A Rare Chance to Stroll a Park Avenue Tunnel, in the Name of Art
Featured on www.nytimes.com
Since the 1930s, the Park Avenue tunnel has been closed to pedestrians, and its weathered stone walls and ridged metal ceiling have been visible only to New Yorkers whipping past inside their automobiles.
That will soon change, to dramatic effect.
On Saturday, the city will temporarily shut the tunnel to car traffic, and the 1,394-foot cavern — which runs on Park Avenue between 33rd and 40th Streets — will be turned into an incandescent, echoing, interactive art show.
From 7 a.m. to 1 p.m., visitors will be able to enter the tunnel at 33rd Street, at the spot where Park Avenue dips sharply downward. (There are six signs there that tell pedestrians to stay away. Ignore them.) Participants will be instructed to walk to a midpoint in the tunnel and deliver short messages into a silver intercom.
The messages will then billow outward in waves of sound and arching light until they disappear. The intensity of each beam will be determined by the pitch and volume of the messenger’s voice. And the messages will shoot out quickly, one after another, creating a seemingly endless, ever-changing cascade of sound and light.
“What makes the experience valuable is the fact that it’s ephemeral,” said the installation’s creator, Rafael Lozano-Hemmer, 45. The project “allows us to remember that we are on earth for a very brief period of time, and then we’re going to die. And it helps us live perhaps more intensely.
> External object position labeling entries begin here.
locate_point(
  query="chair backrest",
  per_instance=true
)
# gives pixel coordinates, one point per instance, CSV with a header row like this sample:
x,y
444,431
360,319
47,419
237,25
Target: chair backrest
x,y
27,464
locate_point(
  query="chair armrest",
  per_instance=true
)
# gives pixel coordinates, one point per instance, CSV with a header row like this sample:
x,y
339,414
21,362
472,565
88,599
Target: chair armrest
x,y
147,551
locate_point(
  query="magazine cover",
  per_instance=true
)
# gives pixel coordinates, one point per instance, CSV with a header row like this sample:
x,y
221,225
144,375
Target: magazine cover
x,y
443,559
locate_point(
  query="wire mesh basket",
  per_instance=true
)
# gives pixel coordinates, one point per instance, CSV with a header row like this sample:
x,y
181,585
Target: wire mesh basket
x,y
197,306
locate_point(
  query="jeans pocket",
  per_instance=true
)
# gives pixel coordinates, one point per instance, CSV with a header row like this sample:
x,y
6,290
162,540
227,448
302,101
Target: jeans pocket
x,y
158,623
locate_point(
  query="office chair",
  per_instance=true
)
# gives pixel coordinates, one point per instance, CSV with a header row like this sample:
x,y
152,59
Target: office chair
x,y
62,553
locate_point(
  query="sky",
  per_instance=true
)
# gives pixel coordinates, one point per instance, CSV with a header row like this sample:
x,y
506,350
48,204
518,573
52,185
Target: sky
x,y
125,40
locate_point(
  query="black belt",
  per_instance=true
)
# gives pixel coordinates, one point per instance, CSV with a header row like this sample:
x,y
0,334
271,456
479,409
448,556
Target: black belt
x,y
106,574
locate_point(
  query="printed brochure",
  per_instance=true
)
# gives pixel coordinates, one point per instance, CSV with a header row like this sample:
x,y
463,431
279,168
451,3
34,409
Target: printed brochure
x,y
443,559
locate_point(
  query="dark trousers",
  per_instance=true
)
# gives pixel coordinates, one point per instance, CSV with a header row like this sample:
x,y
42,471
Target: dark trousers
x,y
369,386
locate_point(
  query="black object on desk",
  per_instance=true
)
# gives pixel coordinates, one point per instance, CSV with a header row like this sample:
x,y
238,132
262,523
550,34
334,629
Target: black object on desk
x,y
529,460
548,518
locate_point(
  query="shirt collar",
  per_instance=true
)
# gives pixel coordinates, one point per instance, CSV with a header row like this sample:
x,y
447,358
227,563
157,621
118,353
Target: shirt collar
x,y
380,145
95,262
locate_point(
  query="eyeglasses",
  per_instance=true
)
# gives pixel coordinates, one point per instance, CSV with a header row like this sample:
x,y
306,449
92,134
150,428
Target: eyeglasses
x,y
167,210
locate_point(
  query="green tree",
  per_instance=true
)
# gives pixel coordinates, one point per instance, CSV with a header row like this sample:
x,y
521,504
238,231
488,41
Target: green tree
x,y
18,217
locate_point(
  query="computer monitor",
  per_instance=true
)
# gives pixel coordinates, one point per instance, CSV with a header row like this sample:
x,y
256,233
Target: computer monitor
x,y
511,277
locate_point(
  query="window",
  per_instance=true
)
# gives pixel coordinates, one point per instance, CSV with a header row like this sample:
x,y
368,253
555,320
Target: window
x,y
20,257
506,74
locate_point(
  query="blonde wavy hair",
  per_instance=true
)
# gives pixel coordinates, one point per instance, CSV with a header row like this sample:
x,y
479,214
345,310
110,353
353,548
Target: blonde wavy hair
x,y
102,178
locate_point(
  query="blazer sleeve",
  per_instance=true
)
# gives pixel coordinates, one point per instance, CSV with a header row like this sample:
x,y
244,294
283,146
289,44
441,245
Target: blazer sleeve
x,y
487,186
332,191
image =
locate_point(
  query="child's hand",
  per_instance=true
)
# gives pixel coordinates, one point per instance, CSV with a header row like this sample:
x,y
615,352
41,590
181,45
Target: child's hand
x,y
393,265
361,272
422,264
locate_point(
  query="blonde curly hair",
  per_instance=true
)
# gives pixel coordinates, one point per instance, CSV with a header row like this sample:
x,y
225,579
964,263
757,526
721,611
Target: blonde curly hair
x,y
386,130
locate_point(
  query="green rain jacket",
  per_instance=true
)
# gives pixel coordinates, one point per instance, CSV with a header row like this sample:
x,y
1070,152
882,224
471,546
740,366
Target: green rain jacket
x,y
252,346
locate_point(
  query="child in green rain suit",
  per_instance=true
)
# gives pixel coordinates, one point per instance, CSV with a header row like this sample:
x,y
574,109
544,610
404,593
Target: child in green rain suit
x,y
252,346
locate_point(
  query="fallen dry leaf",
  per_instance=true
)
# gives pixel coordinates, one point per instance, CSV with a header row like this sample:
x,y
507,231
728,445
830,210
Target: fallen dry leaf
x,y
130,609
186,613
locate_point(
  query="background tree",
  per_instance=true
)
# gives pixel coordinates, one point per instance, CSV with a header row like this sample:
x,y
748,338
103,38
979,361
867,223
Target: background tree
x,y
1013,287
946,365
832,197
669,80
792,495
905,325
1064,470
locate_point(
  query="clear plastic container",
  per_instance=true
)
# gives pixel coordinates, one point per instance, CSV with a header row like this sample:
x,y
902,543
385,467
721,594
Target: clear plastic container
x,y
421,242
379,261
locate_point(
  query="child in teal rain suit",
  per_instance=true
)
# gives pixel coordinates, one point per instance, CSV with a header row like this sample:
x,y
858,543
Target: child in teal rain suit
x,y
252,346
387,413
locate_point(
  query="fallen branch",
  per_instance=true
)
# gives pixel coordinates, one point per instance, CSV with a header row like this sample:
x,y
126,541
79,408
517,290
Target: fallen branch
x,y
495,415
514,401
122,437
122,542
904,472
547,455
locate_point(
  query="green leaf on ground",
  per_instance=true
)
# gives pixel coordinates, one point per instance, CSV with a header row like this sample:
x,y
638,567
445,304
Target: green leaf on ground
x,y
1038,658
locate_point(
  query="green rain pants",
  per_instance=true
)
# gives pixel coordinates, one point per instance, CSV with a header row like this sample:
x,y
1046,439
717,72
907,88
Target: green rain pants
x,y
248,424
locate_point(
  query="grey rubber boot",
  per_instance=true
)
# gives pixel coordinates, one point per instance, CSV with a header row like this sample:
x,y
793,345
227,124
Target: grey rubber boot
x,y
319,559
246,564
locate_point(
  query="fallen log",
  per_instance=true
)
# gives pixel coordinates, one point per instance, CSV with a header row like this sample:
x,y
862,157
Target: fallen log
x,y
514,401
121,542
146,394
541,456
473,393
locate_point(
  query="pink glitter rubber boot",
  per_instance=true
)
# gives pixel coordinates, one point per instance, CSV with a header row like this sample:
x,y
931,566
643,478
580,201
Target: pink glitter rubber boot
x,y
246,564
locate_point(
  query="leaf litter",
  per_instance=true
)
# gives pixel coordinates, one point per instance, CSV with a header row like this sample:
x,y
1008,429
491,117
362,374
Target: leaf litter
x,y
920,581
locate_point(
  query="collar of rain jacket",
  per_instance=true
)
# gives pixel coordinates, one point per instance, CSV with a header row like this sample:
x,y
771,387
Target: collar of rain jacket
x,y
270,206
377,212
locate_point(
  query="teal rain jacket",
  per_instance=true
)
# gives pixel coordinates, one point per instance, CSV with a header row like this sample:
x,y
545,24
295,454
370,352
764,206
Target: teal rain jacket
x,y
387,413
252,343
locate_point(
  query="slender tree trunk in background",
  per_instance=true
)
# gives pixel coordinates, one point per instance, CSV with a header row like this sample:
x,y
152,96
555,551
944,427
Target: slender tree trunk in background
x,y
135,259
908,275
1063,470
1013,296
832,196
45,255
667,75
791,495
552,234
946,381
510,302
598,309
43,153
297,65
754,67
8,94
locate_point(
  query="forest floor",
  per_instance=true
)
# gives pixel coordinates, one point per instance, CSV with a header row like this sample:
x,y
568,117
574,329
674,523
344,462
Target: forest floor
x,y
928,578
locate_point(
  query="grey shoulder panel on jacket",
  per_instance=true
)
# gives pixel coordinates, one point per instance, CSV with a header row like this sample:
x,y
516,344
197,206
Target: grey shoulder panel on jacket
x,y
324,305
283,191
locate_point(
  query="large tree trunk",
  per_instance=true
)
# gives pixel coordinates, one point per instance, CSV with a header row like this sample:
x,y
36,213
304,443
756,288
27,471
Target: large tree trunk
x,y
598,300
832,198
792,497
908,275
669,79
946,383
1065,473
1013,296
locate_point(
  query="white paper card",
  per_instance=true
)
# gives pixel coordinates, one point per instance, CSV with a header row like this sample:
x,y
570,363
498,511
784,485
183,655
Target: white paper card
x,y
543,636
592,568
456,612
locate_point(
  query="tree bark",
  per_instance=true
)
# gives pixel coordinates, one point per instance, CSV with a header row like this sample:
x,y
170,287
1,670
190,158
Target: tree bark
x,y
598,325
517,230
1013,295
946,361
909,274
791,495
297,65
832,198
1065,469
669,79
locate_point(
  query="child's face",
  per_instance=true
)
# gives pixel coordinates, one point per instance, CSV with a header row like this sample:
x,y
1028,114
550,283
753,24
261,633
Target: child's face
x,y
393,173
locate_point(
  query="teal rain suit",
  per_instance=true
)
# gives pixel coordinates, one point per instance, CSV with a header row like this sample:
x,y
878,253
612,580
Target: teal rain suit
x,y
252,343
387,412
We’re more alert to the fact that it ends, that we’re getting recycled, that there is a flow.”
The show will be staged on three consecutive Saturdays, the last on Aug. 17. A team of about 30 will build it each Friday evening, working through the night, only to take the entire setup down on Saturday. When the tunnel reopens to traffic sometime before 5 p.m., drivers will see no evidence of the light show.
Mr. Lozano-Hemmer has been creating large-scale interactive art for more than 20 years, and most of his installations mix architecture and performance in an effort to highlight the simultaneously seductive and predatory qualities of technology. He often explores the way individuals are willingly, and unwillingly, complicit in creating expanding cultures of surveillance.